In my hurry to load my car for the return trip home, however, I left my Mac and iPad in the computer case in the spare bedroom where I stayed at my son and daughter-in-law’s house. While that would not be earthshaking to most people, my stomach clenched when I realized Mac was 360 miles away. A phone call to Dallas confirmed it was, indeed, at the house, and they promised to ship it overnight to me right away.
I was off work for Spring Break, so there was nothing I really desperately needed to do on my computer, but I suddenly felt lost and confused. From the time I left Dallas until the time my Mac was finally in my hands again was about 3 ½ days. During those days, I went through typical stages of withdrawal similar to someone who has stopped smoking, or given up caffeine. I had a headache. I couldn’t concentrate. I didn’t know what to do with myself, and everything I started to do reminded me of something I needed (wanted?) to do on my computer. I felt disoriented. I felt a desperate longing to sit at my computer once again. In short, I realized how much I was addicted to it!
You can laugh, and if you know me well you probably already have!

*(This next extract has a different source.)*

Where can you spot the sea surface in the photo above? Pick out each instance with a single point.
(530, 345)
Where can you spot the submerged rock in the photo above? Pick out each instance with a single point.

It sounds comical, but I realized it wasn’t really a laughing matter, and I was actually thankful for the time to get in reality about how out of proportion my dependence on this gadget had become.
We are in the season of the year when many in the Christian community observe Lent. Although it varies from one body of believers to another, many view it as a time of consecrating themselves by “doing without” something they would normally enjoy, and instead offer more devotion to the Lord. Christians who “fast” from something they normally do—whether it’s giving up chocolate, alcohol, Facebook, Starbucks, or anything else—have the opportunity to get a balanced perspective on the things that have become important in their lives. If one has a very difficult time of withdrawal, as I did, that is a clue that the person, thing, or activity has become ‘way too important.
The Bible speaks in both Old and New Testaments about idols. We might call them addictions in the 21st Century. Things sometimes become too important to us, out of proportion to everything else in our world, and we find that we are actually worshipping those things, much as the ancient Israelites turned to idols for comfort and satisfaction instead of looking to their God.
Regardless of what we call them, the things we have become dependent on (to the point that we are uncomfortable doing without them) could point us to some self-examination. Moderation is key. Balance is healthy. As you examine your routine and your daily behaviors, what are some areas where you could fast for a period of time in order to regain perspective? Whether you do it as a part of the Lenten season or just simply to cleanse your mind and body and soul, it can be refreshing to exercise self-discipline over some area of your life you realize is out of control.
I did not plan to give up daily computer activity for Lent. But the Lord took the opportunity to point me to an area where I lacked discipline, and gave me a glimpse into enjoyable, meaningful things each day without being connected to the internet . . . I’m thankful for my Mac Fast!